Removing a religion's supernatural core is a revealing exercise, especially
when applied to the supposedly 'godless' Buddhism
Julian Baggini Guardian
Thursday 9 February 2012 12.05 GMT
A recurring criticism I've face in this series is that I talk about religion but focus almost exclusively on the Judaeo-Christian tradition. In some ways that's fair, but given my concerns are with the broader features of religious belief, not the minutiae of doctrinal differences, I'm pretty confident that all or at least most of my main points apply to the monotheistic religions at least, and many are also relevant to others.
Nonetheless, it is true that several eastern religions look very different indeed, at least superficially. Could it be that those of us with spiritual urges unable to get any satisfaction from the Abrahamic faiths should head east in search of enlightenment?
Many certainly find it appealing, with Buddhism especially tempting. One of the main reasons is that there is a widespread belief that it is more of a philosophy than a religion, and that being without God, it requires us to buy into fewer – perhaps even none – supernatural beliefs than Christianity, Judaism or Islam.
It came home to me when I visited the first Tibetan Buddhist centre to be established in the west, Kagyu Samye Ling in Dumfriesshire. It was dismaying enough to find electric-powered prayer wheels, but much worse to discover that for a minimum donation of £500 you can have your remains buried in the Stupa, which is supposed to contain a grain of the Buddha's bone. The ceremony that accompanies the placing of the remains involves "empowerments and prayers for purification and blessing of the ashes (Ru cho) with three days of prayers for the dead, and for dispelling of obstacles, called a Drupcho". This is "the appropriate procedure for ensuring a good rebirth".
Buddhism emerged out of the same Vedic tradition as the polytheistic Hinduism, which is rich in supernatural thinking. From this, Buddhism inherited a number of beliefs that are starkly at odds with naturalistic thinking. The most obvious of these is karma. I've heard Hindus, Buddhists and Hare Krishnas bravely try to insist that karma is an entirely scientific principle, being "simply the extension of Newton's law" that "for every action there is an equal and opposite reaction". But this is grasping at straws: Newton's three laws of motion concern the conservation of energy in a physical system and can only be extended to morality by either analogy or wild distortion.
There is no escaping the fact that Buddhism is full of, as the philosopher Owen Flanagan put it, "superstitious nonsense" and "hocus pocus". Yet Flanagan has written a brilliant book in which he asks the question of what we have left if Buddhism is stripped of its supernatural elements, "naturalised, tamed, and made compatible with a philosophy that is empirically responsible, and that does not embrace the low epistemic standards that permit all manner of superstition and nonsense, sometimes moral evil as well, in the name of tolerance". This would not be "authentic" Buddhism, and Flanagan says he doesn't much care if we don't call it Buddhism at all. But it could it be a coherent life-view nonetheless?

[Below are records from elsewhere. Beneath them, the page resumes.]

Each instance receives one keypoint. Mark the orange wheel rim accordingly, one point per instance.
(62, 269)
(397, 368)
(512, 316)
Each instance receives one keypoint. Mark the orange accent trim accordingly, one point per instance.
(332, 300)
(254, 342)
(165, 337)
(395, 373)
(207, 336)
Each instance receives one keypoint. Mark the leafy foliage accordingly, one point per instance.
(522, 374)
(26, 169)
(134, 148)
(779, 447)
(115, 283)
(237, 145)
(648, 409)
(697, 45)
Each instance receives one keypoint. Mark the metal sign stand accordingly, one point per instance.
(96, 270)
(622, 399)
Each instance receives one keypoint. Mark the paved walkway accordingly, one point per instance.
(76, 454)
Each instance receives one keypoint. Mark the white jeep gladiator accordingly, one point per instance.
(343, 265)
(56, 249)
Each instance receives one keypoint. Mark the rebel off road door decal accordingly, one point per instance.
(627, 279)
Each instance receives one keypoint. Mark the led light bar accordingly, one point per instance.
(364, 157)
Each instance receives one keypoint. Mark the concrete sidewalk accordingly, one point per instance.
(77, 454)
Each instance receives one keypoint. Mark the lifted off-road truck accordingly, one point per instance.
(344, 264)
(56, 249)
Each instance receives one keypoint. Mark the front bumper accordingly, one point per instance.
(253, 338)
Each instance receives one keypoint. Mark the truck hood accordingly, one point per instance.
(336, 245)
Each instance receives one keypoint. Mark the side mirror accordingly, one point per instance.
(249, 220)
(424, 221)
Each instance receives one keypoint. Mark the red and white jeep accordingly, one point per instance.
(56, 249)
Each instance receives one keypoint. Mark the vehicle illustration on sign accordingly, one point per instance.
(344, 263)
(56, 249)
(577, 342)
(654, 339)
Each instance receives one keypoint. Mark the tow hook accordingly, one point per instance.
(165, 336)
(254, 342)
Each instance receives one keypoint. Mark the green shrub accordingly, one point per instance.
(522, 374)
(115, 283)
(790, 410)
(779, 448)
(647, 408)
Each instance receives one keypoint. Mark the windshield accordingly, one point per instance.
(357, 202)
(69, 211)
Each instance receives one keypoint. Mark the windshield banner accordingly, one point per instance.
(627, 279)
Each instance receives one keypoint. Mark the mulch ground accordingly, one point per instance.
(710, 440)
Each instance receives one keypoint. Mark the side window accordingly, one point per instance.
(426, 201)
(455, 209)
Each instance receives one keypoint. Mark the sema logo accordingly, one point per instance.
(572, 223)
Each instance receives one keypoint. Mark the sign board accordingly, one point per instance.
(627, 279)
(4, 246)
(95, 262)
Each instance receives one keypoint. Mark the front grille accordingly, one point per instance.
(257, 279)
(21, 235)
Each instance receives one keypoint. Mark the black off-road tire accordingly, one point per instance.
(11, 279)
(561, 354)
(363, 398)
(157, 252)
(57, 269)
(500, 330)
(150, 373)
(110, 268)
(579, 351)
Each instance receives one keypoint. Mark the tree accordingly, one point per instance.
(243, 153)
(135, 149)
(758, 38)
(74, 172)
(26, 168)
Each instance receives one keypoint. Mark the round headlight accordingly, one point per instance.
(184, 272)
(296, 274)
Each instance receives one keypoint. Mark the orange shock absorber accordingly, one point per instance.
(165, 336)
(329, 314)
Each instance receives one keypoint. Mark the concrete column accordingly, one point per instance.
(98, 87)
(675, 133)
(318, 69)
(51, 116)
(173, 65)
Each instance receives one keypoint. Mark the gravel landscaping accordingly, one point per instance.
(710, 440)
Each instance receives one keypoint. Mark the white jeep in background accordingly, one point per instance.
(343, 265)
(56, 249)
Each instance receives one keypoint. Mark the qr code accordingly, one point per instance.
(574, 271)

Flanagan's slightly tentative conclusion is that it can. And this is what I think makes it different to many other religions. Take away the empty tomb and Christ is just a moral teacher. Take away Gabriel revealing God's exact words to Mohammed in the Qur'an and you're left with a deluded or deluding cult leader. Take away karma, rebirth, nirvana, deities, oracles, reincarnated lamas and the like for Buddhism, however, and you still have a set of beliefs and practices to cultivate detachment from the impermanent material world and teach virtues such as compassion and mindfulness.
But here's the rub. The reason Buddhism can be so naturalised is because, stripped of its supernatural elements, its core teachings can be giving a sound, secular philosophical interpretation. In other words, it becomes a religion acceptable to the contemporary, naturalistic mind only when it ceases to be a religion.
You might think this begs the question as to whether religion has to be defined in terms of having a supernatural element. I don't think it does. If a world-view is entirely describable without loss in atheistic, secular terms, then there is nothing of substance you add to the understanding of it by describing it as religious. An adjective that fails to describe anything should not be used.
The border between the natural and the supernatural, religion and philosophy, may not always be clear. But there are lines and we should know and accept which side of it we are on.